Im alpinen Gelände sind Seilbahnen den meisten Menschen bestens vertraut. In den Städten sieht das anders aus. Dabei zeigen bekannte Beispiele wie in Medellín, Bogotá oder der bolivischen Hauptstadt La Paz auch den Nutzen von Seilbahnen für den öffentlichen Verkehr auf.

Auch in Europa gibt es aktuelle Beispiele von bereits erfolgreich betriebenen, in Planung befindlichen oder auch nicht realisierten Projekten. In Toulouse befindet sich seit 2022 die längste städtische Seilbahn in Betrieb, in London verbindet eine Seilbahn bereits seit 2012 die Stadtteile Greenwich und Docklands.

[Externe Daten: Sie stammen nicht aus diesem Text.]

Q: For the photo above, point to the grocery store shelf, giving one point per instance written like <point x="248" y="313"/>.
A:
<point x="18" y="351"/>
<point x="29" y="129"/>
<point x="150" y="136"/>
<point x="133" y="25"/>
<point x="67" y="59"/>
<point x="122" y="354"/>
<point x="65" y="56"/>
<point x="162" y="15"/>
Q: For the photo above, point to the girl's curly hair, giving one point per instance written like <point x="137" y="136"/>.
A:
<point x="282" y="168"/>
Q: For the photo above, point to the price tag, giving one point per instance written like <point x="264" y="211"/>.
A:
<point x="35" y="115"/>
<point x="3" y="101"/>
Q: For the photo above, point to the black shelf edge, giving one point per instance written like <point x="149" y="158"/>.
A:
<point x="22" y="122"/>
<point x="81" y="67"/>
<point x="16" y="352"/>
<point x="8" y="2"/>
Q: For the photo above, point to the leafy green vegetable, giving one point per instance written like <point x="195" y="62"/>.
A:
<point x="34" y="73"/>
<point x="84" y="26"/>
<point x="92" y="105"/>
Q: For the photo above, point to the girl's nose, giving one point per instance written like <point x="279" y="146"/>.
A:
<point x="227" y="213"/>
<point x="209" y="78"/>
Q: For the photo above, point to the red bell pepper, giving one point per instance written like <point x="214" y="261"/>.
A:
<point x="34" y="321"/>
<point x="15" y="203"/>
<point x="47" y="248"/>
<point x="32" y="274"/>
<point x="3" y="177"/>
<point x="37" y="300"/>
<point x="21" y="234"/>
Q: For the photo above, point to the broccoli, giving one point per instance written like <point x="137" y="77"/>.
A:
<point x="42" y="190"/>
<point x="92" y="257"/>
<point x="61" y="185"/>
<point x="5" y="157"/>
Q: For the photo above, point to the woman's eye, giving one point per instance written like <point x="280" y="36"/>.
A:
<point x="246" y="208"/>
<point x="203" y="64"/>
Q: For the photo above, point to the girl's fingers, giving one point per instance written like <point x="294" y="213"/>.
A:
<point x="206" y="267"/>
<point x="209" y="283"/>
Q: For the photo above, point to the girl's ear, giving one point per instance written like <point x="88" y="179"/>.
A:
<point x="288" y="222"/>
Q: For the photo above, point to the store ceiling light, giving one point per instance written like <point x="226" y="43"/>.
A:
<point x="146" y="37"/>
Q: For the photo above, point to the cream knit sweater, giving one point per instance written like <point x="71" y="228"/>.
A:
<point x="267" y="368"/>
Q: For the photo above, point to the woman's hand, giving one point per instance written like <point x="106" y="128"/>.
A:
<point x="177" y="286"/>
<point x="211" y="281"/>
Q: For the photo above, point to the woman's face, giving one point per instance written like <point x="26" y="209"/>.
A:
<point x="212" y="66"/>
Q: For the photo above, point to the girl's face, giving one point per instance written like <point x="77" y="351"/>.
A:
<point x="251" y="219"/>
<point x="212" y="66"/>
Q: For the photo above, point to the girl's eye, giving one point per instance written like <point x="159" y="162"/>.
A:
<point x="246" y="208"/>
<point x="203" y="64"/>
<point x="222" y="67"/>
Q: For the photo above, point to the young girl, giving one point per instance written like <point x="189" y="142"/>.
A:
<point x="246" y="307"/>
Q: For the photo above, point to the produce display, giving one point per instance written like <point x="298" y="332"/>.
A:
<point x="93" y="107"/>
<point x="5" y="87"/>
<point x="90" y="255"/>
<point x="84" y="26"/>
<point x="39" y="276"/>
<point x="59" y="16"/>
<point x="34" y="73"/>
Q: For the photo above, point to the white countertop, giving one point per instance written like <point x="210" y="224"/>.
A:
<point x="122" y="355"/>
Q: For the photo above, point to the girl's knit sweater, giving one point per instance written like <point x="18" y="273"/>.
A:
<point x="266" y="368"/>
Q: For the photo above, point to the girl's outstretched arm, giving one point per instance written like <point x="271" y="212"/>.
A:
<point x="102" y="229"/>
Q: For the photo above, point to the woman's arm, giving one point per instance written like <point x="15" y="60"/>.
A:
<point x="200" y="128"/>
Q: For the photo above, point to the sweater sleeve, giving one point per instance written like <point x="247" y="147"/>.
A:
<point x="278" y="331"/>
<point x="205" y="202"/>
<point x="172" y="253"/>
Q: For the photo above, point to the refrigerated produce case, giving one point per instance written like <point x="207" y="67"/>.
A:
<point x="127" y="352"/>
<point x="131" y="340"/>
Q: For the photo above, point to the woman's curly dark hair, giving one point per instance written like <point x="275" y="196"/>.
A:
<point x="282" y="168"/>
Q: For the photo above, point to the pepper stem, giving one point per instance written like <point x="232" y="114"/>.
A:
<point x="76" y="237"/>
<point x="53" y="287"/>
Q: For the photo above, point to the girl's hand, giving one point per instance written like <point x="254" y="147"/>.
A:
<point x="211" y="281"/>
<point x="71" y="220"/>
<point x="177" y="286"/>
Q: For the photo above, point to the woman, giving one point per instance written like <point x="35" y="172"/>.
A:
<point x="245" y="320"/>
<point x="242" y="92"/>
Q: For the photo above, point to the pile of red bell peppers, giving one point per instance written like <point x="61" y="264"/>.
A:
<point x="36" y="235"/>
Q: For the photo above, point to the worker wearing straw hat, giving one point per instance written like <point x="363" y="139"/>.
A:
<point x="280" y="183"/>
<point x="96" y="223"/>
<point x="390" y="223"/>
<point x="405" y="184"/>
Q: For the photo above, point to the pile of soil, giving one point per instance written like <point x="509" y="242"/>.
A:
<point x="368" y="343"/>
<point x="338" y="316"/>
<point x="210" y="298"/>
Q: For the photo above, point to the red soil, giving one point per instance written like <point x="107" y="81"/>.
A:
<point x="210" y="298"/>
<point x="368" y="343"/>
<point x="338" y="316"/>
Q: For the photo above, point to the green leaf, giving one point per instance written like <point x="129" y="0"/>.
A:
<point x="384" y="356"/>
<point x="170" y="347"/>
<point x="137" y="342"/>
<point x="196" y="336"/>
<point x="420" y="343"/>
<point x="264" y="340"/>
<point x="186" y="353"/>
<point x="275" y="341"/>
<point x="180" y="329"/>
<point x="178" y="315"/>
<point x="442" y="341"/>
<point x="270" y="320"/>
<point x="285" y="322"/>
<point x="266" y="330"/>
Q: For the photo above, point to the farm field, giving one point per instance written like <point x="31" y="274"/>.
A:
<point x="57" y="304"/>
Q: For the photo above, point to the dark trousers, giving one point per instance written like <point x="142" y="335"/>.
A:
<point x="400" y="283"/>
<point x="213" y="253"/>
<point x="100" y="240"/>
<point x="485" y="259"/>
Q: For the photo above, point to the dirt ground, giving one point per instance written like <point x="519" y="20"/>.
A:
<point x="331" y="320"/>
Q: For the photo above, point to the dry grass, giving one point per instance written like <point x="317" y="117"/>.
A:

In Deutschland wurde im Herbst 2022 vom Bundesverkehrsministerium ein Handlungsleitfaden für Kommunen und Verkehrsverbünde vorgestellt, um die Integration von Seilbahnen in die urbane Mobilität zu fördern.

Vielzahl positiver „Seilbahneffekte“

Auf der Grundlage von Workshops sowie Interviews mit Expertinnen und Experten aus der Stadt- und Verkehrsplanung, aus Verwaltung und Politik, von Seilbahnherstellern und -betreibern sowie Bürgerinnen und Bürgern definiert die Studie eine Vielzahl positiver Auswirkungen und Eigenschaften von urbanen Seilbahnen. Die wichtigsten „Seilbahneffekte“ im Überblick:

  • Urbane Seilbahnen können eine Alternative zur ÖPNV-Erschließung neuer Stadtquartiere sein.
  • Urbane Seilbahnen sind ein barrierefreies und nichtdiskriminierendes Verkehrsmittel.
  • Seilbahnen verursachen wenig Lärm und keinerlei Luftschadstoffe, sie sind deshalb ein emissionsarmes Verkehrsmittel.
  • Urbane Seilbahnen verursachen kaum Bodenversiegelung und keine geografische Trennung zwischen Stadtarealen. Sie konkurrieren nicht mit den etablierten Verkehrsmitteln um die begrenzten Verkehrsflächen in der Stadt.
  • Seilbahnen können Hindernisse wie topografische Höhenunterschiede, Gewässer, Straßen, Gleisfelder oder Industrieareale problemlos überwinden.
  • Der CO2-Fußabdruck einer Seilbahn ist deutlich geringer als der von konventionellen Systemen. Seilbahnen können mit erneuerbaren Energien betrieben werden.
  • Seilbahnen sind im Betrieb und Personaleinsatz kostengünstig und im Vergleich zu anderen Verkehrssystemen schnell zu realisieren.
  • Seilbahnkabinen und -stationen stellen einen Begegnungsraum dar, in dem Kommunikation stattfinden kann.
  • Knotenpunkt Seilbahnstation: Neben der Verkehrsfunktion können Geschäfte, Gastronomie und soziale Nutzungen in die Station integriert werden.
  • Seilbahnstationen können in einer Quartiersmitte als wichtiger Bezugspunkt wirken und identitätsstiftend sein.
  • Die Expertinnen und Experten identifizierten aber auch Herausforderungen einer urbanen Seilbahn, darunter die starre Punkt-zu-Punkt-Verbindung, die Verschattung durch Kabinen sowie die Integration der Seilbahnstützen in das städtebauliche Umfeld.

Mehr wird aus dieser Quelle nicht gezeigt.